Italien gedenkt am Mittwoch einer der dunkelsten Phasen seines Kampfes gegen die Mafia. Vor 25 Jahren, am 19. Juli 1992, wurde der sizilianische Anti-Mafia-Staatsanwalt Paolo Borsellino in Palermo Opfer eines Bombenanschlags der Cosa Nostra. Der Mord, zwei Monate nach einem ähnlichen Anschlag auf Borsellinos engsten Freund und Mitarbeiter Giovanni Falcone, schockte die Öffentlichkeit zutiefst.

Noch nie zuvor hatte die Mafia eine derart aggressive Offensive gegen Staatsdiener gewagt.
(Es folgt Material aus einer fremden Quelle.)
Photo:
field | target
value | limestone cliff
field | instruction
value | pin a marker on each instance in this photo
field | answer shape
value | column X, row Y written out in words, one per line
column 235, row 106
Borsellino wurde in seiner Heimatstadt Palermo vor der Wohnung seiner Mutter zusammen mit fünf Leibwächtern von einer Autobombe getötet. Mit Falcone galt er als einer der bekanntesten und prestigereichsten Anti-Mafia-Staatsanwälte Italiens. In Palermo finden dieser Tage mehrere Kundgebungen gegen das organisierte Verbrechen statt, bei denen die Behörden aufgefordert wurden, im Kampf gegen die Cosa Nostra nicht nachzulassen. Zu der Gedenkfeier werden in Palermo viele Spitzenpolitiker erwartet.

Aufbau des Anti-Mafia-Pools

Borsellino, der 52-jährig starb, hatte sich stets bemüht, die internationalen Verbindungen der Cosa Nostra aufzudecken. Mit Falcone und Borsellino hatte Italien innerhalb kürzester Zeit die beiden profiliertesten Mafiajäger verloren. Beide stammten aus Palermo, verstanden die Mentalität der Sizilianer und damit auch jene der Cosa Nostra, wie die Mafia auf Sizilien heißt. Eine entscheidende Rolle spielte Borsellino mit Falcone beim Aufbau des sogenannten Anti-Mafia-Pools, einer Gruppe von Staatsanwälten, die Mitte der 80er-Jahre sehr erfolgreich gegen das organisierte Verbrechen vorging. In den 80er-Jahren war die Mafia dank beider Staatsanwälte in arge Bedrängnis geraten. Die Anklagebehörde brachte in dem sogenannten "Maxiprocesso" Dutzende Mafiabosse vor Gericht.

Borsellino ahnte, dass ihm das gleiche Schicksal wie Falcone drohte. "Einige Tage vor seiner Ermordung soll er erfahren haben, dass der Sprengstoff für ihn in Palermo eingetroffen war", erzählte sein ehemaliger Kollege Giuseppe Di Lello in einem Dokumentarfilm über Borsellino im italienischen Fernsehen. "In einer solchen Situation würde jeder seine Koffer packen und weggehen. Doch er blieb."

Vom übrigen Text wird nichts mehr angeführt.